- Theatrical release poster
- Directed by: Russ Mayberry
- Written by: Don Tait
- Based on: A Connecticut Yankee in King Arthur's Court; novel by Mark Twain
- Produced by: Ron Miller
- Starring: Dennis Dugan; Jim Dale; Ron Moody; Kenneth More; John Le Mesurier;
- Cinematography: Paul Beeson
- Edited by: Peter Boita
- Music by: Ron Goodwin
- Production company: Walt Disney Productions
- Distributed by: Buena Vista Distribution
- Release dates: July 19, 1979 (London); August 3, 1979 (Los Angeles);
- Running time: 93 minutes
- Countries: United Kingdom United States
- Language: English
- Budget: $5.25 million
- Box office: $4.475 million (US/Canada rentals)

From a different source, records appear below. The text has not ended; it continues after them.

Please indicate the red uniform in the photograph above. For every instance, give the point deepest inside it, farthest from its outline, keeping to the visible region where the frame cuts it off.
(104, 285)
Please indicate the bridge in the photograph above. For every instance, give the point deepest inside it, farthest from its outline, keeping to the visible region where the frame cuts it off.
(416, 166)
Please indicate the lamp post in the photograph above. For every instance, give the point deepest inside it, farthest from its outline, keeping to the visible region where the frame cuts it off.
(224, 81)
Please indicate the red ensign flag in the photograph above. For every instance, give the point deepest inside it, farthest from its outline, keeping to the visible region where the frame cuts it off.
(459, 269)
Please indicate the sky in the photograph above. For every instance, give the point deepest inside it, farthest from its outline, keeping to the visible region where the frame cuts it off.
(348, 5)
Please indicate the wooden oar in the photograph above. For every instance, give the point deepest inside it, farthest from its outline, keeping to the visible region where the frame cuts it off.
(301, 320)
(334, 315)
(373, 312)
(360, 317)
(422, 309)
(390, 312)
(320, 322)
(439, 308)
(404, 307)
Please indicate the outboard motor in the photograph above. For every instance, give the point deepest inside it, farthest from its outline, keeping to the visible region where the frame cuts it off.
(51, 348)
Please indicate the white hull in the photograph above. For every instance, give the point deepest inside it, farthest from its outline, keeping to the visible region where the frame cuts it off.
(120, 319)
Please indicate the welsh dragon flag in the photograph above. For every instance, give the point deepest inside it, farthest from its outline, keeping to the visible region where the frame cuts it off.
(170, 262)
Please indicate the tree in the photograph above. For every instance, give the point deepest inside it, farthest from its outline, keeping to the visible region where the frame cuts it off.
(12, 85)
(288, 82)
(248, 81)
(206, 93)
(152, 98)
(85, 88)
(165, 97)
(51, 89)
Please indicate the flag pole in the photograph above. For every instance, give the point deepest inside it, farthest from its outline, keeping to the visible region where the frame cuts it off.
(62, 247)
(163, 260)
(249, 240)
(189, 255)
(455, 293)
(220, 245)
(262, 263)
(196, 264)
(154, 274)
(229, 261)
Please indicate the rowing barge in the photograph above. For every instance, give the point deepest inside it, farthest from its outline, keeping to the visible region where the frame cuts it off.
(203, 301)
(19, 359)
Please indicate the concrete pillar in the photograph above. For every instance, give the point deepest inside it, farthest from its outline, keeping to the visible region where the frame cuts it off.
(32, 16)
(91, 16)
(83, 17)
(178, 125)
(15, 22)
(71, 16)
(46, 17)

= Unidentified Flying Oddball =

1979 film by Russ Mayberry

Unidentified Flying Oddball is a 1979 science fiction comedy film. It was written by Don Tait (based loosely on Mark Twain's 1889 novel A Connecticut Yankee in King Arthur's Court) directed by Russ Mayberry, and produced by Walt Disney Productions. Released in the United Kingdom as The Spaceman and King Arthur, then subsequently re-released in the United States as A Spaceman in King Arthur's Court, the film stars Dennis Dugan as NASA employee Tom Trimble who unintentionally travels back in time with his look-alike android Hermes.

==Plot==
After Trimble's NASA spacecraft travels faster than the speed of light, it takes him and his android back to King Arthur's Camelot in the year 508 AD. They then use their 20th-century technology to help defeat a plot by the evil Sir Mordred and Merlin to oust King Arthur from his throne.

==Cast==

- Dennis Dugan as Tom Trimble/Hermes
- Jim Dale as Sir Mordred
- Ron Moody as Merlin
- Kenneth More as King Arthur
- John Le Mesurier as Sir Gawain
- Rodney Bewes as Clarence
- Sheila White as Alisande ("Sandy")
- Robert Beatty as Senator Milburn
- Cyril Shaps as Dr. Zimmerman
- Kevin Brennan as Winston
- Ewen Solon as Watkins
- Pat Roach as Oaf
- Reg Lye as Prisoner

==Production==
The spacecraft featured in this movie was on display at the Blackgang Chine theme park in the Isle of Wight.

===Filming===
The film was shot on location and at Pinewood Studios London. Shooting locations included Alnwick Castle in Northumberland.

==Release==
The film had its premiere at the Odeon, St. Martin's Lane, London on July 19, 1979, attended by Princess Margaret. It was later released through VHS on July 26, 1986.

==Reception==
Variety wrote, "Pic has some good slapstick touches and offers a generous serving of visual tricks and space hardware, though on a par with Star Wars in that department it ain't." Linda Gross of the Los Angeles Times stated, "The film will provide mildly amusing summer fun for those having their first encounter with castles and kings. However, A Connecticut Yankee in King Arthur's Court, Knights of the Round Table and Camelot all captured the vigor of medieval England with more passion." Carla Hall of The Washington Post wrote: "The plot—obviously derived from 'A Connecticut Yankee in King Arthur's Court'—has the customary quantum of Disney cuteness as the story unravels predictably. But it takes advantage of the situation for some funny lines." Martyn Auty of The Monthly Film Bulletin stated: "Quintessentially Arthurian locations and resplendent colour quality (that owes more to the processing lab than to Northumberland) put this updated version of Mark Twain's A Connecticut Yankee in King Arthur's Court a cut above its predecessors in the current Disney craze for space-visitor yarns."

The film earned theatrical rentals of $4.475 million in the United States and Canada.